Support for New Micros Needed As Economy Worsens
Oct 27th, 2008 | By Dawn R. Rivers | Category: EconomyIt’s looking pretty grim out there. A lot of microbusiness owners, watchers and advocates (myself included) were anticipating that microbusiness owners could cheerfully weather any credit crunch dealt by Wall Street, in light of the fact that microbusiness owners generally get by without access to credit under the best of circumstances. But as consumers pull back and businesses cut jobs in response, it’s looking like the economic weakness that started with the housing market collapse and seemed to culminate on Wall Street last month is not going to leave microbusinesses unscathed.
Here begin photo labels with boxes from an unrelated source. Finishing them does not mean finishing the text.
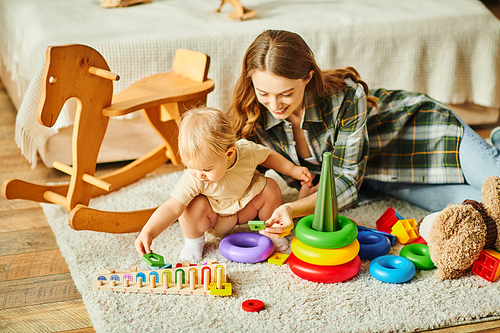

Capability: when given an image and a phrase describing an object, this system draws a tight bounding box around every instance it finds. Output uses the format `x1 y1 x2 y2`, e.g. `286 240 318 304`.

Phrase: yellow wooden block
267 252 289 266
210 283 232 296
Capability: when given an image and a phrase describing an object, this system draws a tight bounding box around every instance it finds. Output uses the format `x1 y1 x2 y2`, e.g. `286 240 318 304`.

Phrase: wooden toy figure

One unexplored effect of rising unemployment rates will probably be another surge in nonemployer numbers, such as we saw in the 2002-2005 period. Over the next few quarters, we’ll also find out whether microbusiness employers again are able to continuing hiring through most of a recession, making things not quite so bad for the labor market. And Congress is making noises about a lame duck session to hammer out another economic stimulus package. Will the consider that self-employment is supporting so many displaced workers and opt to support self-employment? Will they remember microbusinesses as recession period job creators and direct federal procurement dollars their way, to provide for a robust customer when all other customers will have closed their wallets? Probably not, but that is what is really needed.